A Seattle COVID-19 Survivor’s $1.1 Million Hospital Bill
One COVID-19 survivor’s hospital bill probably conveys just how costly treating this virus can be. It has been previously documented that a 70-year old Seattle resident spent the months of March and April in the hospital, with over a month of that time spent in the Intensive Care Unit (ICU). At the end of his hospitalization, he received a bill of $1,122,501.04 million dollars; which included:
- Approximately 3,000 itemized charges, averaging an estimated 50 charges per day
- 42-day ICU stay at a total cost of $408,912 (i.e., $9,736/day) His ICU room required sealing and access only by medical staff equipped in personal protection equipment of plastic suits and headgear; which cost $9,736
- 29-days on a ventilator at a cost of $82,215 (i.e., $2,835/day)

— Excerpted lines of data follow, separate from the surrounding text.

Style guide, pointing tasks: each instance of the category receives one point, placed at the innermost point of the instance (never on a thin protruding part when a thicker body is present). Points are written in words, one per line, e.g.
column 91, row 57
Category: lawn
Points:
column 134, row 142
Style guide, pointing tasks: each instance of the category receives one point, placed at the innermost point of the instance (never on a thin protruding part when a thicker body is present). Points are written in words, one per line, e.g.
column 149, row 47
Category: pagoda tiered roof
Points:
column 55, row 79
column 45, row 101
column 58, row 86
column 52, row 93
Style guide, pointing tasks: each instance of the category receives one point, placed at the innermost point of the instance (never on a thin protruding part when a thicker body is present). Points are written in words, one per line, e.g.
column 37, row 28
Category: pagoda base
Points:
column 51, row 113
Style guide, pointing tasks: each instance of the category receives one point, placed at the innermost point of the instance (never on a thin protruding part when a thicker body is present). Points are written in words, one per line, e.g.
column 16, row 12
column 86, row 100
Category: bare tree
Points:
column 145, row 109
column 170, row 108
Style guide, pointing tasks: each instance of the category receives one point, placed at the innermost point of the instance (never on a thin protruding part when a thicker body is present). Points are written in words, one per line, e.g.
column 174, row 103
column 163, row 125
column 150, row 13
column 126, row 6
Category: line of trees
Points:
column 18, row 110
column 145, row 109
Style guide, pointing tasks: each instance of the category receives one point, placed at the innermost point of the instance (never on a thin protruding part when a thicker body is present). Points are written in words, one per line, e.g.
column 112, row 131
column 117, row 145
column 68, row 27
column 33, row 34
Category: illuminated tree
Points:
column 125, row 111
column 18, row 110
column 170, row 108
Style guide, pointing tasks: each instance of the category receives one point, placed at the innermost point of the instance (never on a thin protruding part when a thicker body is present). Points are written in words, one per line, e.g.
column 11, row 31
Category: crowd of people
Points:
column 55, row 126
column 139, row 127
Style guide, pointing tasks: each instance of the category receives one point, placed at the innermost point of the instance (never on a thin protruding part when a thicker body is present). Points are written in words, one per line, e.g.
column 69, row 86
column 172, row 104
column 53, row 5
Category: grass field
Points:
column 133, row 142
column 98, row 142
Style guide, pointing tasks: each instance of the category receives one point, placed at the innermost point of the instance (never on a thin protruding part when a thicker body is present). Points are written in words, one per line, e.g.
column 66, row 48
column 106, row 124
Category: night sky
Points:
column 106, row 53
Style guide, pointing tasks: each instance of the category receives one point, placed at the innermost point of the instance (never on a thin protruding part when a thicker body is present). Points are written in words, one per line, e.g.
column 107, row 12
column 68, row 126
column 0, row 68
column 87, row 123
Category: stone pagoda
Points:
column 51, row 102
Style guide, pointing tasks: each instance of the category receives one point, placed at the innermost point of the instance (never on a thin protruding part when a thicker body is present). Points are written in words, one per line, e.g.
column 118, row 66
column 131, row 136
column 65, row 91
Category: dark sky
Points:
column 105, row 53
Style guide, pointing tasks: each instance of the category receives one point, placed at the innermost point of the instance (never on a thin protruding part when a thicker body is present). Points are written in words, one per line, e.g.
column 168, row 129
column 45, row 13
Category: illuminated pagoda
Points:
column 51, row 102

- Additional itemized costs totaling $491,127
Approximately 25% of the total bill was associated with various drugs the patient received while hospitalized.
The long-term cost impacts remain unknown. Only time will reveal what the actual costs of COVID-19 will be to all parties on the healthcare continuum. What is known is that prudent measures for controlling the spread of the virus, along with providing the best level of evidence-based clinical inpatient and post-discharge care management, is essential.